Rather than relying on subjective, manual self-assessments from the customer, "They're going to be using the objective, automated, security metrics that we provide to make their insurance decisions," Yampolskiy told SecurityWeek. "They will feed that data into their algorithms and then decide, do I increase the premium because the customer's security posture looks risky, do I lower the premium, or maybe in some cases do I just flat out refuse to provide the cyber insurance?"
Our data, he continued, provides "objective measurements to create the scientific basis for making those insurance decisions. AXA plans to start underwriting thousands and thousands of European businesses." It is the small to medium sized business that most needs cyber insurance. "If you're an Equifax or a Target and you get hacked," continued Yampolskiy, "you might survive. But if you're a small company, you will not. So, AXA is planning to start using our technology to start making those cyber insurance policies that apply to thousands of those businesses," The advantage for those small businesses is they will be able to realistically set premiums, but will also learn their SecurityScorecard rating. "And that provides a lot of reciprocal benefit," he added.
Will this relationship be enough to kickstart a serious cyber insurance industry? It will probably happen anyway, but it may take time if left to its own devices. SecurityWeek asked Yampolskiy if cyber insurance might join the ranks of other insurances that are required by law.
"My belief is, yes," said Yampolskiy, "at some point in the future. We've reached the point where all companies are part of a larger interconnected ecosystem." He raised the example of Target, a large company breached through a small member of its supply chain.
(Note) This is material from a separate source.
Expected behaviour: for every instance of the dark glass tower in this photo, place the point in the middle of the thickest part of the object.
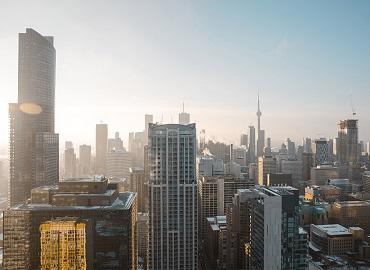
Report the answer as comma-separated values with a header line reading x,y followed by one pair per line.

Target lost millions of dollars because of a smaller company, that would not of its own resources be able to provide recompense. "It's hard to predict the future," he said, "but I can see a time when all companies are required to have cyber insurance."
By providing a scientific basis for the insurance industry to use for premium-setting, Yampolskiy believes SecurityScorecard and AXA are moving the market toward the time when cyber insurance is not merely standard, but possibly required.
SecurityScorecard is based in New York. It was founded in 2013, and raised $12.5 in Series A funding led by Sequoia Capital in 2015; $20 million Series B in 2016; and $27.5 million Series C in 2017. Its stated mission is "to empower every organization with collaborative security intelligence."